Il s’agit de trois textes réunis par Howard Zinn en un court volume qui voudraient nous dévoiler une « mentalité américaine » déchirée ; avec, d’une part, le vice essentiel d’un patriotisme de pacotille célébrant l’unité du pays, cachant les différences sociales réelles et les violences de la vie quotidienne, et, d’autre part, la vertu principale d’une tradition de désobéissance civile qui repose sur une nette conscience que l’idée de justice ne coïncide pas avec l’application des lois. La toile de fond, dans ce pays, depuis le début de son existence, c’est que perdure une lutte des classes.
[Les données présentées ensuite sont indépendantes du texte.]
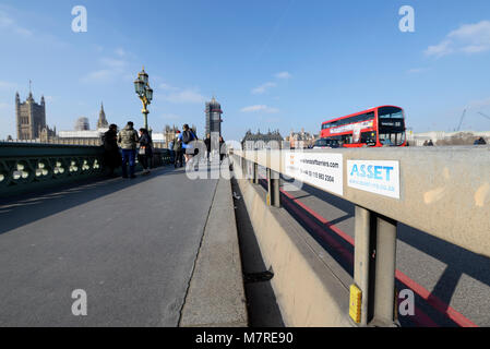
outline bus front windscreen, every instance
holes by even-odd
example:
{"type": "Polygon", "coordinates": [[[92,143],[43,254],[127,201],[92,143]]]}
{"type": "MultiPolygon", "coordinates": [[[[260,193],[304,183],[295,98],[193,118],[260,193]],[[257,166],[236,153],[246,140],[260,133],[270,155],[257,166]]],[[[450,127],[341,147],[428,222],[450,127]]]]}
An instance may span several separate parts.
{"type": "Polygon", "coordinates": [[[382,145],[399,146],[405,143],[405,120],[401,108],[379,108],[378,120],[380,143],[382,145]]]}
1. Dans « Au-delà de Barack Obama », Howard Zinn nous rappelle que la Constitution commence par ces mots : « Nous le peuple des États-Unis… » Or ce sont 55 hommes riches et blancs qui, réunis à Philadelphie en 1787, ont adopté ce texte sans tenir compte ni des Noirs, ni des Indiens, ni des femmes, ni des pauvres.
Par ailleurs, l’Histoire des États-Unis se caractérise par une expansion territoriale permanente. Actuellement, ne compte-t-elle pas plus d’une centaine de bases militaires à travers la planète, la force armée étant le meilleur moyen de mener à bien ce projet de mainmise sur le monde ? Dans ce texte, Howard Zinn critique Obama de ne pas avoir fait assez tant contre la guerre que pour l’assurance maladie. Il a l’air d’oublier qu’il n’y a là que le pouvoir d’un individu, fût-il le président, et que c’est le système en son entier qu’il faut changer ; ce qu’il écrit cependant un peu plus loin :
« Il faut se pencher sur un aspect de notre mentalité : l’attente d’un sauveur, d’un chef qui fera le nécessaire. Voilà qui est très dangereux. Personne au sommet de la pyramide ne fera le nécessaire. Ce ne sont pas les initiatives des présidents, du Congrès ou de la Cour suprême qui ont amélioré la société, mais plutôt l’action des gens ordinaires. »
Oui, les avancées progressistes n’ont eu lieu que lorsque les gens sont descendus en masse dans la rue en désobéissant aux lois.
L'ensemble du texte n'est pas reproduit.